Araştırmam beni bambaşka bir yere, bir gizli örgütün kapısına götürdü. Jones Apartmanı İstanbul’da yerleşik bir İngiliz profesyonelin yaptırdığı apartman. Halen ayakta olan apartman Pera’daki benzerlerinden çok farklı değil. Öyle ahım şahım bir mimariye de sahip değil. Ara sokakta kalan yüksek tavanlı eski bir bina. Bu binaya ilk gidişimde ismi ilgimi çekmişti. Zihnimin bir kenarına çengel atan ismi internette arattım ve dönemin apartmanlarını inceleyen bir tezle karşılaştım. 

Tezde, Osmanlı modernleşmesi ve pek tabii ki apartmanların hikayesi ele alınıyordu. Bazıları Şark Ticaret Yıllıkları bazıları ise sigorta kayırları olmak üzere farklı dönemlere ait apartman sakinlerinin isimlerine işte bu sayede ulaştım. Aynı apartmanda hem İngiliz, hem Rum hem Ermeni’nin çalıştığı bürosunun bulunduğu eski zamanlardan söz ediyorum. Patrik kahyası, avukat, mühendis ve bir paşa aynı apartmanı paylaşıyorlar. Hamoudopoulos işte bu apartmandaki kişilerden biri. İsmi ilginç geldiği için aratmak istedim. Yunanistan’da bir iki isim benzerliği dışında karşıma pek bir şey çıkmadı. Tam vazgeçmek üzereyken bir blog sayfasında (http://ilicak.blogspot.com.tr/) ismini gördüm. İstanbul Örgütü (Organosis Konstantinupoleos) ismindeki bir gizli teşkilatı anlatan yazıydı. Ayrıntılarına ve isimlere girerek kafanızı şişirmek istemiyorum.
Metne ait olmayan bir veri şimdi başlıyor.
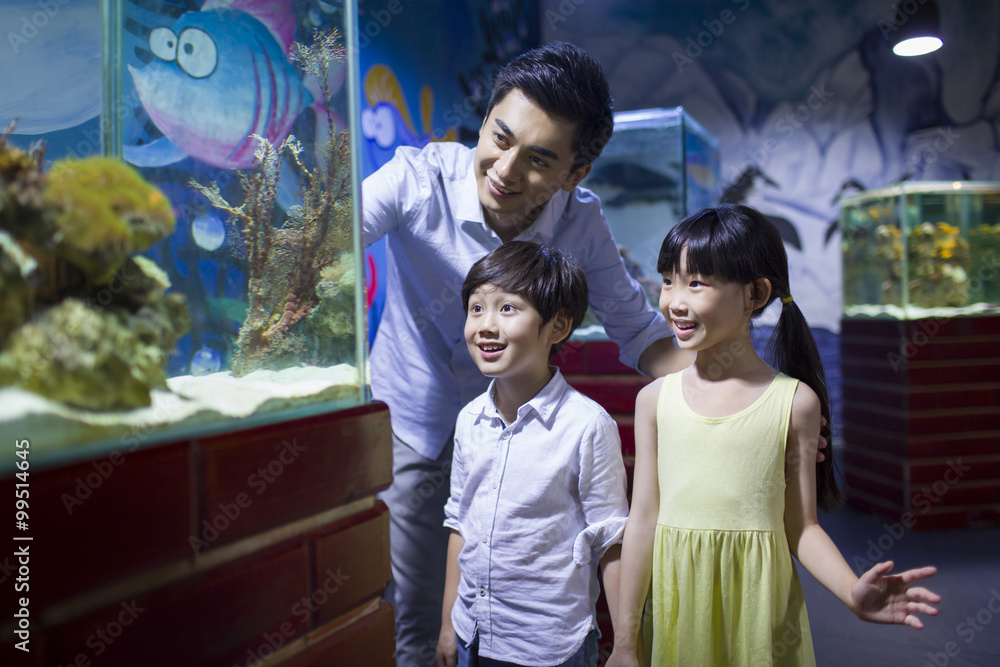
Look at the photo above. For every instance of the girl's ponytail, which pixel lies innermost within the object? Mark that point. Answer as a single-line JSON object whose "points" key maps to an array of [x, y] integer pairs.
{"points": [[793, 351]]}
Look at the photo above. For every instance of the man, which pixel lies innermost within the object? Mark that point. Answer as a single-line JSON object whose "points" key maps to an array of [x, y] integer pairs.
{"points": [[443, 208]]}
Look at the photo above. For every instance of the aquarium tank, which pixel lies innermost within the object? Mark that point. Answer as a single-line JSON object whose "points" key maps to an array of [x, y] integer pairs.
{"points": [[922, 249], [179, 245], [659, 166]]}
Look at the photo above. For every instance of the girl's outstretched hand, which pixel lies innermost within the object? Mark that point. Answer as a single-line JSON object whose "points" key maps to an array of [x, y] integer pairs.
{"points": [[882, 598], [622, 659]]}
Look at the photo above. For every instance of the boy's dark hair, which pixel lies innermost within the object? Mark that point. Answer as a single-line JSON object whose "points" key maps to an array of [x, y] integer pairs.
{"points": [[566, 82], [546, 277], [741, 245]]}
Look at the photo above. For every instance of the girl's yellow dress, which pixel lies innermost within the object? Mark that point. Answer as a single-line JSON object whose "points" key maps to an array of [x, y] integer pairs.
{"points": [[725, 591]]}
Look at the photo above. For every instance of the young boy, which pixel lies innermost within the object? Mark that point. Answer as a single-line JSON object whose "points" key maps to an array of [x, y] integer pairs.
{"points": [[442, 208], [537, 480]]}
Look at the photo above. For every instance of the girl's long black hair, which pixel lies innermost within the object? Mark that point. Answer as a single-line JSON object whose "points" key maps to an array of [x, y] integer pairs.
{"points": [[741, 245]]}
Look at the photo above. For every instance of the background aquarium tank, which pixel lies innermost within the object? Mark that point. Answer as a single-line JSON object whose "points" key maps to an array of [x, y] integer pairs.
{"points": [[194, 264], [926, 249], [659, 166]]}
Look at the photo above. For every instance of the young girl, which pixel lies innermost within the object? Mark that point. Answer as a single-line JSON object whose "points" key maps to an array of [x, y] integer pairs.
{"points": [[725, 488]]}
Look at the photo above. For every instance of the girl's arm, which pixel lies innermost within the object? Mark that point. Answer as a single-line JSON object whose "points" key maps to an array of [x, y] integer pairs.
{"points": [[875, 597], [637, 545], [447, 649]]}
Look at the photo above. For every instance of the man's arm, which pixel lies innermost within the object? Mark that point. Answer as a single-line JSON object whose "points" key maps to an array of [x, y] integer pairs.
{"points": [[663, 357]]}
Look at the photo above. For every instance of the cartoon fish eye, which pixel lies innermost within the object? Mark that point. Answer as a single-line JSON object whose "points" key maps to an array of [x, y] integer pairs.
{"points": [[196, 53], [163, 44]]}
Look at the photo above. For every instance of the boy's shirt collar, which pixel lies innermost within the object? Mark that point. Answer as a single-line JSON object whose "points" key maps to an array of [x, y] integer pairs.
{"points": [[543, 403]]}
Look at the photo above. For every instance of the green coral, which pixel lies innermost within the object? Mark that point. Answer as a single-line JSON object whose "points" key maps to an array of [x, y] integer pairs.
{"points": [[93, 359], [286, 254], [331, 323], [105, 211], [83, 319], [15, 297]]}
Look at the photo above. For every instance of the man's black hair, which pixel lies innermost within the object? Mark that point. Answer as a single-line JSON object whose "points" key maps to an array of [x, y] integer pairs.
{"points": [[566, 82]]}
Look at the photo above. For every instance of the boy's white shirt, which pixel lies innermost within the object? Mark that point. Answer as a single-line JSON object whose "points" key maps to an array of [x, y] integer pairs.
{"points": [[537, 502]]}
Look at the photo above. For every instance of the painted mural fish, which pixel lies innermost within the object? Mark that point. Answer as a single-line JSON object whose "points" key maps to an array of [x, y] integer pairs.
{"points": [[387, 124], [220, 76]]}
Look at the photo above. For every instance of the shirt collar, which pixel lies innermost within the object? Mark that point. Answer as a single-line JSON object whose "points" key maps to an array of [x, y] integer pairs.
{"points": [[543, 403], [467, 206]]}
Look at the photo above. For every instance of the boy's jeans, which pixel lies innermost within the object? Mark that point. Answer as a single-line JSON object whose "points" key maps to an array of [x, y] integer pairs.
{"points": [[469, 656]]}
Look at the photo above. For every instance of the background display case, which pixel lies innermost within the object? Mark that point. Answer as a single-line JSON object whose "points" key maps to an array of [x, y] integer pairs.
{"points": [[659, 166], [209, 273], [920, 353], [927, 249]]}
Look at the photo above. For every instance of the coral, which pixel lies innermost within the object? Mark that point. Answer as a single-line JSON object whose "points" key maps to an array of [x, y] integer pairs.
{"points": [[15, 297], [330, 325], [93, 359], [82, 321], [938, 259], [285, 259], [105, 212]]}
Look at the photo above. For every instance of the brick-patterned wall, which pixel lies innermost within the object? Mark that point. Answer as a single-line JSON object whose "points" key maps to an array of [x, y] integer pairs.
{"points": [[266, 543], [922, 420]]}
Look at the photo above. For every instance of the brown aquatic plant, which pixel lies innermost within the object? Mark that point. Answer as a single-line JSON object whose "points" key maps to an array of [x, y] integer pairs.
{"points": [[285, 260]]}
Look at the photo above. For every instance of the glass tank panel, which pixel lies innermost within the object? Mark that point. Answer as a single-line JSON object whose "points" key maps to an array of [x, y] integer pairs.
{"points": [[659, 166], [196, 266], [928, 249]]}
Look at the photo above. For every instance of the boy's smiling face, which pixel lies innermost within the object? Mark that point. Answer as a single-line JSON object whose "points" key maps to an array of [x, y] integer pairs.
{"points": [[523, 157], [506, 337]]}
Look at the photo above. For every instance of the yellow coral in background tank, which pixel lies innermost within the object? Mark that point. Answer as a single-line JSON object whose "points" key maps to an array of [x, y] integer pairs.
{"points": [[922, 250]]}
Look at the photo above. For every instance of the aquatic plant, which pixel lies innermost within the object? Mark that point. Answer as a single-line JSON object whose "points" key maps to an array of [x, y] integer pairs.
{"points": [[85, 320], [286, 255]]}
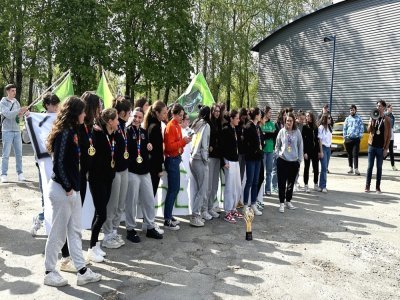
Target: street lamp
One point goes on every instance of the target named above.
(330, 39)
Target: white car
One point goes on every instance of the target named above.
(396, 142)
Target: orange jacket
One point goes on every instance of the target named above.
(387, 133)
(173, 140)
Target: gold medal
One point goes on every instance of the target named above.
(126, 154)
(91, 150)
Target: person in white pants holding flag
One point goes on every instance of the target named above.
(63, 143)
(233, 184)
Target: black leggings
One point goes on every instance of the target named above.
(352, 149)
(391, 154)
(287, 172)
(315, 164)
(155, 180)
(101, 191)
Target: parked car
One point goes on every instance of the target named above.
(396, 142)
(338, 140)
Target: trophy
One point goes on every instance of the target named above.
(248, 217)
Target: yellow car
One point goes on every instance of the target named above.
(338, 141)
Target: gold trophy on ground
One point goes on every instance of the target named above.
(248, 217)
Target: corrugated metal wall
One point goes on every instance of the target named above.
(295, 63)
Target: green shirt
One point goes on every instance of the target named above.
(269, 143)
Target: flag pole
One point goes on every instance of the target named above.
(49, 88)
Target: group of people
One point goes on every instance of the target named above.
(122, 152)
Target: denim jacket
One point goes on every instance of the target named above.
(9, 114)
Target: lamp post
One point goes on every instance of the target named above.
(330, 39)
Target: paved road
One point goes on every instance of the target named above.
(340, 245)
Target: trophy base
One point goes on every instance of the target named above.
(249, 236)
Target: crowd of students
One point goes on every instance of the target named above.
(122, 152)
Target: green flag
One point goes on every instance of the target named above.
(63, 90)
(103, 91)
(196, 93)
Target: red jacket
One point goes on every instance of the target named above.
(173, 140)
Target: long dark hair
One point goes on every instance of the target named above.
(313, 123)
(92, 107)
(151, 112)
(67, 118)
(291, 115)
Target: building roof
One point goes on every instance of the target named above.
(297, 19)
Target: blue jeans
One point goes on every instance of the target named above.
(11, 138)
(174, 181)
(374, 152)
(324, 166)
(252, 175)
(274, 179)
(268, 162)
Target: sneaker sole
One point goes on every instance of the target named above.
(88, 281)
(68, 270)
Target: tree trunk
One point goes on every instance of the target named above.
(166, 95)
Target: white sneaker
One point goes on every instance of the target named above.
(99, 250)
(36, 225)
(111, 243)
(94, 256)
(158, 229)
(55, 279)
(255, 209)
(88, 277)
(118, 238)
(213, 213)
(67, 265)
(206, 216)
(21, 177)
(196, 221)
(290, 205)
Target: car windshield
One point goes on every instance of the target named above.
(396, 128)
(337, 127)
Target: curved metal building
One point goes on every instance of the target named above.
(295, 63)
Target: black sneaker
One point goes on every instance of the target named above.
(169, 224)
(153, 233)
(132, 236)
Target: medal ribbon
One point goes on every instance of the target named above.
(237, 147)
(138, 140)
(289, 137)
(89, 134)
(112, 146)
(124, 136)
(379, 124)
(259, 136)
(78, 149)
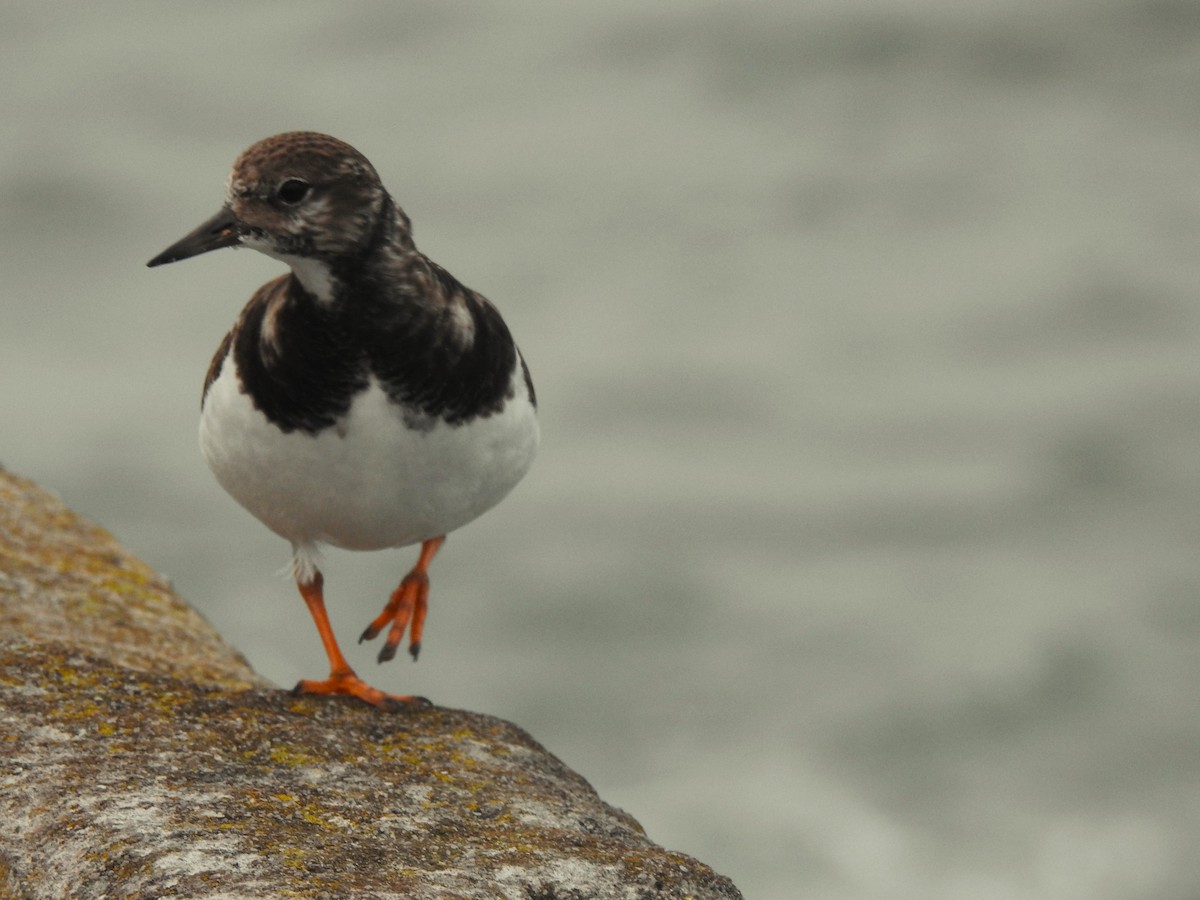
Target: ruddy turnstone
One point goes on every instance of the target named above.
(366, 400)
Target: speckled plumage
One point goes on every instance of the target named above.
(365, 400)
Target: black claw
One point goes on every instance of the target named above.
(387, 652)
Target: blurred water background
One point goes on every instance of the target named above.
(861, 559)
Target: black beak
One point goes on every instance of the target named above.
(222, 231)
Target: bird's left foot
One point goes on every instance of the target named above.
(406, 609)
(349, 684)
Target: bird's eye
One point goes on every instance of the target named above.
(293, 191)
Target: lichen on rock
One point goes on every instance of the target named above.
(141, 756)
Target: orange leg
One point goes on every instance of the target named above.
(408, 604)
(342, 678)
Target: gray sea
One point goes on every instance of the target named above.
(862, 558)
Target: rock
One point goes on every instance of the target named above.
(142, 757)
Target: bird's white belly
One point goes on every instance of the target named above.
(367, 483)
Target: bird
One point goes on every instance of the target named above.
(364, 400)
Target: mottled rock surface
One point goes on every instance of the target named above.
(142, 757)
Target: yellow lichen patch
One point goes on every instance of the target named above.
(286, 755)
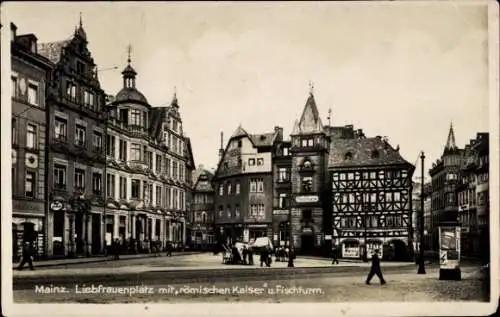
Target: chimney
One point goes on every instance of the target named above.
(279, 131)
(13, 31)
(221, 149)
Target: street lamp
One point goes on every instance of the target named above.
(291, 252)
(421, 265)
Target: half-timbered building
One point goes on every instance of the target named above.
(371, 195)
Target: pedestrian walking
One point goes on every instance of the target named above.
(27, 256)
(169, 248)
(116, 249)
(375, 269)
(263, 257)
(334, 255)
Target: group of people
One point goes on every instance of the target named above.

Nihayetinde bir gazete yazısı kaleme alıyorum ve sınırlarını istismar etmek gibi bir niyetim yok. 

Bu örgüt, Yunanistan’ın bağımsızlığından sonra İstanbul’daki Rumları örgütleyerek Osmanlı’nın çöküş sürecinden Rumların karlı çıkmasını sağlamak istemiş. Hücre yapısı ile kurulan örgütte kadrolar birbirlerini tanımıyorlar. Sadece bulundukları hücreleri tanıyorlar. Örgüt yöneticisi bir sigorta şirketinin yöneticisi... Toplumun genelde üst kesimlerini ele geçirmeyi amaçlasalar da Rumlardan işlerine yarayacakları dahil ediyorlar. İki örnekle açıklayalım. Tokatlıyan Oteli’nin şef garsonu servis yaparken elde ettiği bilgileri örgüte iletiyor ve böylece dikkatsiz misafirlerin ağızlarından kaçırdıkları şeyler bir anda istihbarat materyali haline geliyor. Veya Demiryolları Çalışanları Cemiyeti’nin başkanı Rumeli Demiryolları’nın haritasını, köprüleri ve diğer bilgileri İstanbul Örgütü’ne iletiyor. Gerektiğinde bombalansın, imha edilsin diye. 

Niyetim bu örgütü ön plana çıkarıp Rumların tümünün ihanet içinde olduklarını söylemek değil. Sadece devletin zayıf olduğu zamanlarda ortaya çıkan örgütlerin bir virüs gibi yayılarak bünyeye nasıl zarar verdiklerini göstermek ve bir de Yunanca bilmenin kendi tarihimiz için ne kadar önemli olduğunu vurgulamak. Yunanca bilmeyen tarihçiler nedeniyle tarihin bu küçük ama bir o kadar büyük ayrıntısı gölgede kalıyor ve aynı yöntemlere FETÖ’nün ihanetine maruz kalıyoruz. Meriç Nehri’ni aşarak Yunanistan’a geçmeye çalışan FETÖ’cüleri görünce İstanbul Örgütü’nün gölgede kalmış hikayesi daha fazla anlam kazanıyor.